There's a lot of shit that you don't want people to know and sometimes the first few dates or first few drunken sessions with a person you like can bring these things to the surface...

Everything from drunken emotional admissions to actually physically stripping bare in front of that person are huge barriers in the beginning of any relationship.

I guess the question I sometimes face is whether or not I have the patience to deal with that person's insecurties? I feel like I'm coming to a point where I can lay myself in front of a woman and be honest about everything (in my case this is probably the LAST thing I should do) and I'm sure I want a girl who can do likewise.

On the flipside I'll have jealousy pangs when hearing about a girl's past lovers or past experiences, but it won't turn me away (unless shes hit the century mark for previous sexual partners.....ok wait, that doesn't bother me as much as it should).

Insecurities are unattractive and it's a daily struggle for everyone(including myself) to get past the little things that tend to gnaw at our own self-worth.

What does this post mean?

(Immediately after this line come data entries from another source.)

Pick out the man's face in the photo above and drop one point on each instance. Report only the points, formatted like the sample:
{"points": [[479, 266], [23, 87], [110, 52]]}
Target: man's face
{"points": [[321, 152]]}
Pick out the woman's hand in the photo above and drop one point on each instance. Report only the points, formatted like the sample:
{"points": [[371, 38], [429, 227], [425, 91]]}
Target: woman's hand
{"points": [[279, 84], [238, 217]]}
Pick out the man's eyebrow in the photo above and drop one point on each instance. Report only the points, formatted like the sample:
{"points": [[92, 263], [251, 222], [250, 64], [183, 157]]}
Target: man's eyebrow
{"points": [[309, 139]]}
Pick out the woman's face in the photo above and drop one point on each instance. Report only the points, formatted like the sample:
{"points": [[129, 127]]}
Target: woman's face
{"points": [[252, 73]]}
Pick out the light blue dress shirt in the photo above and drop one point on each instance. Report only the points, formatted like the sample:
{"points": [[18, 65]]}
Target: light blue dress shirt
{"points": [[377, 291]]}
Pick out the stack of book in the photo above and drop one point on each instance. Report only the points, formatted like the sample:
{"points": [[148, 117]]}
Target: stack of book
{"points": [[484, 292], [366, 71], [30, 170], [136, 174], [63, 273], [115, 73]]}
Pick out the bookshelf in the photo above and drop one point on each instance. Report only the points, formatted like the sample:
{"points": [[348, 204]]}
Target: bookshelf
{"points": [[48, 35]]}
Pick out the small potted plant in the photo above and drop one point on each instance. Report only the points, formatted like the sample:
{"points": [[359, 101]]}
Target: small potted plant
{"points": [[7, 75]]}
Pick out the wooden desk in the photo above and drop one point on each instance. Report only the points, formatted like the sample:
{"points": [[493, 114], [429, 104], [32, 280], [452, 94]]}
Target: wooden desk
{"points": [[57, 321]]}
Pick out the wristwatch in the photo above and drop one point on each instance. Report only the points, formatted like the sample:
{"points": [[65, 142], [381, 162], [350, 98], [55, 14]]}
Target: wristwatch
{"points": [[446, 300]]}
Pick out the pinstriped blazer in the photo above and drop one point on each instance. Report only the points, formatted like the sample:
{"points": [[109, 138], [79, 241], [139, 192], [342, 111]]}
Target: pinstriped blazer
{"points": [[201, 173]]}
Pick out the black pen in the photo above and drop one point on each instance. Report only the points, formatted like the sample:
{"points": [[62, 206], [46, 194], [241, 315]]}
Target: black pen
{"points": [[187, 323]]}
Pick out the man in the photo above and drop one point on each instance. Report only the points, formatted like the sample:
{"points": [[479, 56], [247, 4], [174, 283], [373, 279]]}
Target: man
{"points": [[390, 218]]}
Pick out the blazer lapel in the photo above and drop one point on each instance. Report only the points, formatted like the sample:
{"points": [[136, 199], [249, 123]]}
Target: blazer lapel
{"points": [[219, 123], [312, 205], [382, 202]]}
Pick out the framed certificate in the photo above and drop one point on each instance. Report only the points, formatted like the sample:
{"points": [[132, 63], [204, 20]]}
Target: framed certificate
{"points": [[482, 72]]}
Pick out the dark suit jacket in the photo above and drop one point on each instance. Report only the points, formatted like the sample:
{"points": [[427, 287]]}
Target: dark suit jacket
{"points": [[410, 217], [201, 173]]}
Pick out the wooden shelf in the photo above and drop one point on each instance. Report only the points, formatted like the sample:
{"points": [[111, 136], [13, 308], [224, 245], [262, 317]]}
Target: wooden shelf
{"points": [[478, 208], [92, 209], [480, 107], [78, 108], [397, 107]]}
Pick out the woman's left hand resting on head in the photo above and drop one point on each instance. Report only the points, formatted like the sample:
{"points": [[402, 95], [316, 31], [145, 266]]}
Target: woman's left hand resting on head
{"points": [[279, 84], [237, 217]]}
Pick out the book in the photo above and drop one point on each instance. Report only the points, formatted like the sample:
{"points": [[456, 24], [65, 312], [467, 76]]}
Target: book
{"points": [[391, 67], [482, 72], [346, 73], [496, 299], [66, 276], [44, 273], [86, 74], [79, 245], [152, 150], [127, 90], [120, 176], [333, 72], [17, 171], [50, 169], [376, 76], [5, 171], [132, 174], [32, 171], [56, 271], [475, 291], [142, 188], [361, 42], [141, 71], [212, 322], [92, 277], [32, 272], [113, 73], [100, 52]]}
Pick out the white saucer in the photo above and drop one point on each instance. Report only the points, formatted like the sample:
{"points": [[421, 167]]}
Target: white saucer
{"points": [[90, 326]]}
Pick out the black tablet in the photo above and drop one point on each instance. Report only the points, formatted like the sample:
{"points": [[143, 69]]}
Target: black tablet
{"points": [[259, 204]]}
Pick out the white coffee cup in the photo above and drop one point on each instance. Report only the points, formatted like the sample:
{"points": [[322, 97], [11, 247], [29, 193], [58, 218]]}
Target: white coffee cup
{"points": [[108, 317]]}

Ummmm, well it means:

Having more than just a fling with someone is not as easy as just "having a fling with someone." -JackGoesForth


(yeah I've been drinking and yeah I got shit on my mind. So.... um. Go fuck yourself :)

1 comment:

MoJezz said...

Jack you are sometimes a train wreck and that is why your blog is an interesting read. So fucking sober up and tell us what you were really thinking about (current guess is that you like her but she is a little screwed up).

I also don't think you are serious about wanting a girl that could lay herself out and be completely honest and up front with you. First, people have a hard time being totally honest with themselves. Secondly, as you know and have heard from Roosh and others, women and men are different. I love my wife and we have helped each other through some life altering stuff, but we are very different. If she had revealed her insecurities and deeper self to me at once or very early, I would have run for the nearest exit.

Then again, sharing insecurities does not kill a relationship, since a good relationship can be about helping someone see themselves as you see them and not as they see themselves.